Equation of auxiliary circle of the ellipse $2x^2 +6xy + 5y^2$ =1

Question

Equation of auxiliary circle of the ellipse $2x^2 +6xy + 5y^2$= 1

My approach is , First I try remove xy term from the equation, to convert the given equation in the standard equation of ellipse and find the value of $a$ and $b$. For this , I use the concept of rotation of axis, using this concept first I find $\tan2\theta = -2$ then I find the value of $\sin \theta$ and $\cos \theta$. But the problem is the the value of $\sin \theta$ and $\cos\theta$ are complex and when I try to solve using the concept of rotation of axis but equation become too much complex and also take a lots of time to solve it. So I please tell me another approach or method to solve this question.

Answer 1

The auxiliary circle is centered at the center of the ellipse and its radius equals the semi-major axis of the ellipse. Any conic of the form $ax^2+2hxy+by^2=1$ is centered at origin (as if $(x,y)$ lies on the ellipse so does $(-x,-y)$).

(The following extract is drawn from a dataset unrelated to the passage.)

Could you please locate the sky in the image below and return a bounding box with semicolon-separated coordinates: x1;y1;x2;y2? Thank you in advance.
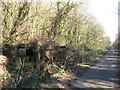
88;0;119;42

To find the semi-major axis we need to find the greatest distance of any point on the conic from the center. So we turn to polar coordinates $x=r \cos \theta, y= r\sin \theta$

Substituting in the equation we get $r^2 = \dfrac{1}{2 \cos^2 \theta+6 \sin \theta \cos \theta+ 5 \sin^2 \theta} = \dfrac{2}{7+6\sin 2 \theta - 3 \cos 2 \theta} \le \dfrac{7+3 \sqrt 5}{2}$

Hence the equation of the auxiliary circle is $x^2+y^2 = \dfrac{7+3 \sqrt 5}{2}$

Answer 2

To avoid rotations, you could find the intersection $P$ between the ellipse (which is centred at $O=(0,0)$) and a generic line through the centre $y=mx$. Length $PO$ is then an expression in $m$ whose maximum gives the radius of the auxiliary circle.